Overall yields for tobacco in Virginia this year are expected to be about 2,300 pounds per acre, according to USDA estimates, less than the 3,000 pounds per acre that many farmers say they aim for to maximize returns.
“If you are fortunate enough to yield 3,000 pounds an acre, there will be a profit,” Shelton said. “If you average 2,200 to 2,400 pounds an acre, it is going to be close to break even.”
Prices paid for tobacco leaf — kept private by farmers and the companies for competitive reasons — seem to have fallen in a wide range this year, from lows of about $1 a pound to highs of about $1.95 a pound, Anderson said. He said farmers typically would need to make about $1.50 a pound to break even.
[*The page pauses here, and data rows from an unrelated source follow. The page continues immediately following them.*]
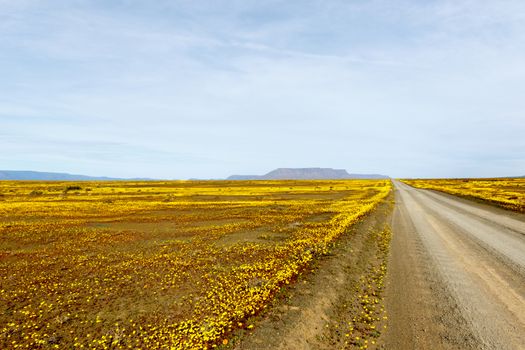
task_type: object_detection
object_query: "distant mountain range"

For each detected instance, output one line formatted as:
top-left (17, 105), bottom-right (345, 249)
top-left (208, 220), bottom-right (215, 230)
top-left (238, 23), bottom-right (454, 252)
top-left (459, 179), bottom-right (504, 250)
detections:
top-left (227, 168), bottom-right (389, 180)
top-left (0, 168), bottom-right (388, 181)
top-left (0, 170), bottom-right (151, 181)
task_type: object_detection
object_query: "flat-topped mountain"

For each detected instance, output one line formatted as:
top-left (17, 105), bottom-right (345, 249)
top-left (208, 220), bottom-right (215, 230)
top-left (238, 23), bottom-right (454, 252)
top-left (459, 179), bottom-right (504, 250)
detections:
top-left (227, 168), bottom-right (388, 180)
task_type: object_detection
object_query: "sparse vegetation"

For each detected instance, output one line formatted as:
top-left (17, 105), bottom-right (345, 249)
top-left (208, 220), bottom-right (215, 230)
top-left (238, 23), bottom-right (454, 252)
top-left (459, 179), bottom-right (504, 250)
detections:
top-left (402, 178), bottom-right (525, 213)
top-left (0, 180), bottom-right (390, 349)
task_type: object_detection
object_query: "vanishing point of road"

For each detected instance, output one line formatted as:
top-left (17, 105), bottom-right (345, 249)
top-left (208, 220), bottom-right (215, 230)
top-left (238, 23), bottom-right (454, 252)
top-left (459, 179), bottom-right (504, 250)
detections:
top-left (385, 181), bottom-right (525, 349)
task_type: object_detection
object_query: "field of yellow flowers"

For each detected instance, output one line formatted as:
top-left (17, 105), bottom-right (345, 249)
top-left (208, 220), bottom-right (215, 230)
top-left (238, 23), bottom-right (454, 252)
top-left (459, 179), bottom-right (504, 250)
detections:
top-left (402, 178), bottom-right (525, 213)
top-left (0, 180), bottom-right (391, 349)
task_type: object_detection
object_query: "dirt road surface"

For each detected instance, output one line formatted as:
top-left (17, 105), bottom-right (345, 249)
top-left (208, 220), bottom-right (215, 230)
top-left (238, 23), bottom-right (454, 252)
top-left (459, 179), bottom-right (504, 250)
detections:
top-left (385, 181), bottom-right (525, 349)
Infrastructure costs — including the costs of buying and maintaining farm equipment, curing barns and irrigation systems — also are becoming a big issue for farmers, Shelton said.
He said he recently looked into replacing one of his tractors.
“The tractor I was replacing was six years old,” he said, adding that he bought it for $69,000 and the suggested retail on that tractor this year is $149,000.
“I think that is going to be the big hurdle that agriculture — not just tobacco production, but all of agriculture — is going to be facing over the next 10 years,” Shelton said. “As this older equipment wears out, can [farmers] replace it, or are they going to have to get out and sell the land?”